カテゴリ:内田樹( 44 )

私たちを幽閉している檻としての言語

内田樹さんが『こんな日本で良かったね』で語る次のテーマは「言葉の力」というものだ。ここにはどのような構造が語られているのか。それはこのエントリーの表題にした「檻」で比喩されるような構造だ。「言葉の力」のイメージが、どのようにして「檻」という構造を見せてくれるのだろうか。

まずは、「言葉の力」という言葉に秘められた様々の意味を考えてみよう。内田さんは、これを学習指導要領の基本理念として提出されていることからまず話を始めている。「言葉の力」こそが「学校のすべての教育内容に必要な基本的な考え方」とされている。これは、国際学力調査の結果として、日本の子供の学力の「二極化」が問題にされたことから、学力の低下をもたらした原因として「言葉の力」が不足しているという発想がされたようだ。

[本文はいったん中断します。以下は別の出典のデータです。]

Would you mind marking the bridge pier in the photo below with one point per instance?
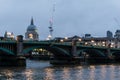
(14, 60)
(21, 60)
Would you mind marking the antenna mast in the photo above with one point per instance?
(51, 21)
(117, 21)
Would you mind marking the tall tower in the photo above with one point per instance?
(32, 32)
(51, 22)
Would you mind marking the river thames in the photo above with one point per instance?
(42, 70)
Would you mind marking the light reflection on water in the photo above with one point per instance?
(42, 70)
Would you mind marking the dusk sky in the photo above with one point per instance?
(71, 17)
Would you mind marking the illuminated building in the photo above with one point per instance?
(32, 33)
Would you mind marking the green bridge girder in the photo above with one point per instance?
(7, 51)
(54, 45)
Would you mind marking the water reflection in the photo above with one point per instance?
(49, 74)
(66, 73)
(8, 74)
(28, 73)
(38, 71)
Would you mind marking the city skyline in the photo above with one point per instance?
(71, 18)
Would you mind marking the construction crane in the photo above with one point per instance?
(51, 21)
(117, 21)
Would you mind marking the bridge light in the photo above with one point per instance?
(92, 41)
(80, 39)
(103, 42)
(66, 38)
(61, 40)
(86, 43)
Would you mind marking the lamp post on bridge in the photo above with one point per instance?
(74, 48)
(20, 59)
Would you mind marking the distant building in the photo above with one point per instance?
(109, 34)
(31, 33)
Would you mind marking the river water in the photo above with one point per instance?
(42, 70)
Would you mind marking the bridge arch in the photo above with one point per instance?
(7, 51)
(53, 49)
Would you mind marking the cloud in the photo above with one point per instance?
(71, 17)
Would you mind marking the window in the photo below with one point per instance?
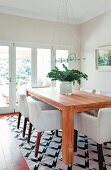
(43, 63)
(61, 58)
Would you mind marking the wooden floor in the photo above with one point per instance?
(10, 155)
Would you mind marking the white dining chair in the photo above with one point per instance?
(23, 110)
(42, 119)
(76, 116)
(96, 128)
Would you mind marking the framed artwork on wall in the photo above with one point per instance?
(103, 58)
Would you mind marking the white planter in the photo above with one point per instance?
(65, 87)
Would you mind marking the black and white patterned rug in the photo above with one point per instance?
(50, 150)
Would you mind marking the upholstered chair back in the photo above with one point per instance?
(23, 105)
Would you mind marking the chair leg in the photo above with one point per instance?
(25, 124)
(75, 140)
(29, 132)
(37, 143)
(86, 153)
(101, 160)
(18, 123)
(56, 132)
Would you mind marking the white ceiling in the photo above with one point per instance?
(76, 11)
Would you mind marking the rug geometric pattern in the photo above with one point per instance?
(50, 150)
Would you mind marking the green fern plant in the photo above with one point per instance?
(67, 75)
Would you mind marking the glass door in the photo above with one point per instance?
(23, 69)
(5, 80)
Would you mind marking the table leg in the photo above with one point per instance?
(68, 135)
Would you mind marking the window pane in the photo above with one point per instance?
(43, 63)
(23, 67)
(4, 76)
(61, 58)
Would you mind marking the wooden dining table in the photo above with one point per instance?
(78, 101)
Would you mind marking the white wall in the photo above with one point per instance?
(95, 33)
(21, 29)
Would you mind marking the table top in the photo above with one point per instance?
(80, 101)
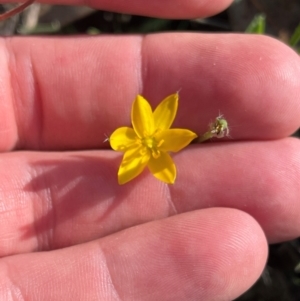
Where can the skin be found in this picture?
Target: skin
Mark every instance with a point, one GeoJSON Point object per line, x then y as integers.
{"type": "Point", "coordinates": [68, 231]}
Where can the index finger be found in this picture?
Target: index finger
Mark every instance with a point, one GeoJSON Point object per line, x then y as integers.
{"type": "Point", "coordinates": [164, 9]}
{"type": "Point", "coordinates": [68, 93]}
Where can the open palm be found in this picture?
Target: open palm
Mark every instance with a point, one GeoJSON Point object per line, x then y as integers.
{"type": "Point", "coordinates": [68, 231]}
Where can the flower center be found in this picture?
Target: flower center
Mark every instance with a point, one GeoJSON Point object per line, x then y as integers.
{"type": "Point", "coordinates": [152, 145]}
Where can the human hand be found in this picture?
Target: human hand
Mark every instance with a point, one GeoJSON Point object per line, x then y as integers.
{"type": "Point", "coordinates": [203, 238]}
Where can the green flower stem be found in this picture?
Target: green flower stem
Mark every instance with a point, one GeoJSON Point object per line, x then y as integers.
{"type": "Point", "coordinates": [208, 135]}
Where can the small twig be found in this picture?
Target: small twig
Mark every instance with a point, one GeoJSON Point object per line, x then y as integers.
{"type": "Point", "coordinates": [15, 10]}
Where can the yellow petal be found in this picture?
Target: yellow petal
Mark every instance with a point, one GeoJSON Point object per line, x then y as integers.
{"type": "Point", "coordinates": [163, 168]}
{"type": "Point", "coordinates": [165, 112]}
{"type": "Point", "coordinates": [122, 139]}
{"type": "Point", "coordinates": [142, 117]}
{"type": "Point", "coordinates": [173, 140]}
{"type": "Point", "coordinates": [133, 163]}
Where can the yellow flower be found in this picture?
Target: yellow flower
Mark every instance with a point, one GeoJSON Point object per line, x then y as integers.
{"type": "Point", "coordinates": [150, 140]}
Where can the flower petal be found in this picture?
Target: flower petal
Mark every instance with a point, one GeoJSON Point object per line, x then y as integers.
{"type": "Point", "coordinates": [122, 139]}
{"type": "Point", "coordinates": [142, 117]}
{"type": "Point", "coordinates": [163, 168]}
{"type": "Point", "coordinates": [174, 139]}
{"type": "Point", "coordinates": [133, 163]}
{"type": "Point", "coordinates": [165, 112]}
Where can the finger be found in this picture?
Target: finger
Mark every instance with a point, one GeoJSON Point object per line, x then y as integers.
{"type": "Point", "coordinates": [55, 200]}
{"type": "Point", "coordinates": [213, 254]}
{"type": "Point", "coordinates": [157, 8]}
{"type": "Point", "coordinates": [86, 86]}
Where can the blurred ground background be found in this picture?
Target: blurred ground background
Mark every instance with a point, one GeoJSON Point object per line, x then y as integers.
{"type": "Point", "coordinates": [281, 279]}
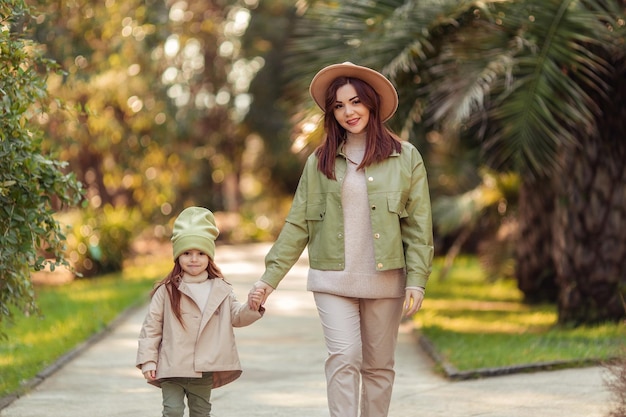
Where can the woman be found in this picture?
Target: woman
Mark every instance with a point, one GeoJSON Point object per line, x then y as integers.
{"type": "Point", "coordinates": [362, 206]}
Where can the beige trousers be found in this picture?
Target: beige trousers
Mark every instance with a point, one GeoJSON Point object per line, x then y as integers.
{"type": "Point", "coordinates": [361, 336]}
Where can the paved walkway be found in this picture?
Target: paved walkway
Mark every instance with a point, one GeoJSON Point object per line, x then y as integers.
{"type": "Point", "coordinates": [283, 357]}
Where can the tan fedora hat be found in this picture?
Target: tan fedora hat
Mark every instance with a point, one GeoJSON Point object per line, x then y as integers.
{"type": "Point", "coordinates": [384, 88]}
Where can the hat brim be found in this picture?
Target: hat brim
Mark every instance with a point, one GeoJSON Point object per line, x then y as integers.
{"type": "Point", "coordinates": [384, 88]}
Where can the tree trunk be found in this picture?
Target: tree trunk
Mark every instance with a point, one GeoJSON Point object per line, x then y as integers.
{"type": "Point", "coordinates": [590, 222]}
{"type": "Point", "coordinates": [534, 267]}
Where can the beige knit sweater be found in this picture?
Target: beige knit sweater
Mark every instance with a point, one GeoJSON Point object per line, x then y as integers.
{"type": "Point", "coordinates": [360, 278]}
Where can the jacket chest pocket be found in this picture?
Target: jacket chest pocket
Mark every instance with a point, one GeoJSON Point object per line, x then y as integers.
{"type": "Point", "coordinates": [396, 203]}
{"type": "Point", "coordinates": [315, 210]}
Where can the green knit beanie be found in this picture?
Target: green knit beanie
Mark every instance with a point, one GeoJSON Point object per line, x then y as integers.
{"type": "Point", "coordinates": [194, 228]}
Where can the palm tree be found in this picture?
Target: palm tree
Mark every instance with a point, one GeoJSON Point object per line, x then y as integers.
{"type": "Point", "coordinates": [537, 87]}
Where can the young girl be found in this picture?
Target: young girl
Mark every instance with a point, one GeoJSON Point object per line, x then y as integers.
{"type": "Point", "coordinates": [362, 208]}
{"type": "Point", "coordinates": [187, 344]}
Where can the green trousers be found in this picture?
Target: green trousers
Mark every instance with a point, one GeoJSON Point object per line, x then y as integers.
{"type": "Point", "coordinates": [197, 391]}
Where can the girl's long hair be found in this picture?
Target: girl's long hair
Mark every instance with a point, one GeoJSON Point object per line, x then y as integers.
{"type": "Point", "coordinates": [172, 282]}
{"type": "Point", "coordinates": [380, 141]}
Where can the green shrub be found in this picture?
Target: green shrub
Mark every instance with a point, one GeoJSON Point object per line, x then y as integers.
{"type": "Point", "coordinates": [33, 185]}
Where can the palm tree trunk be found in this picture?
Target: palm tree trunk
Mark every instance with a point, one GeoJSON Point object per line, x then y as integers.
{"type": "Point", "coordinates": [590, 221]}
{"type": "Point", "coordinates": [534, 267]}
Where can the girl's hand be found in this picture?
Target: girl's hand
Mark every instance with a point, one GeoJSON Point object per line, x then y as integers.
{"type": "Point", "coordinates": [266, 288]}
{"type": "Point", "coordinates": [255, 297]}
{"type": "Point", "coordinates": [413, 301]}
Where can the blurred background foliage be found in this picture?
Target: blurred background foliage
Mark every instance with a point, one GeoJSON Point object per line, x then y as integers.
{"type": "Point", "coordinates": [161, 104]}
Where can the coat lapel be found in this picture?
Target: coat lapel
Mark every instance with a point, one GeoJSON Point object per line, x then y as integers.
{"type": "Point", "coordinates": [219, 292]}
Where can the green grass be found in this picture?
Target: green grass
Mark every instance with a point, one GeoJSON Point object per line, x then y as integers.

特に低下した学力は、読解力と記述式問題で、この学力調査の結果は非常に悪かったようだ。この問題を解決するために、「言葉や体験などの学習や生活の基礎作りを重視する「言葉の力」をすべての教育活動の基本に置くことになった」という。このことから想像される「言葉の力」の内容は、単に言葉を記憶して、その記憶が正確に早く引き出せるということではない方向を目指しているように感じる。言葉としての記憶ではなく、その言葉が実際の自分の体験や感じ方に基礎を持ち、自分の体の一部のように使えるようになるということが、「言葉の力」を身につけたということになる、という考え方のように思う。そうなれば、読解や記述も自信を持って出来そうだというような予想も立つ。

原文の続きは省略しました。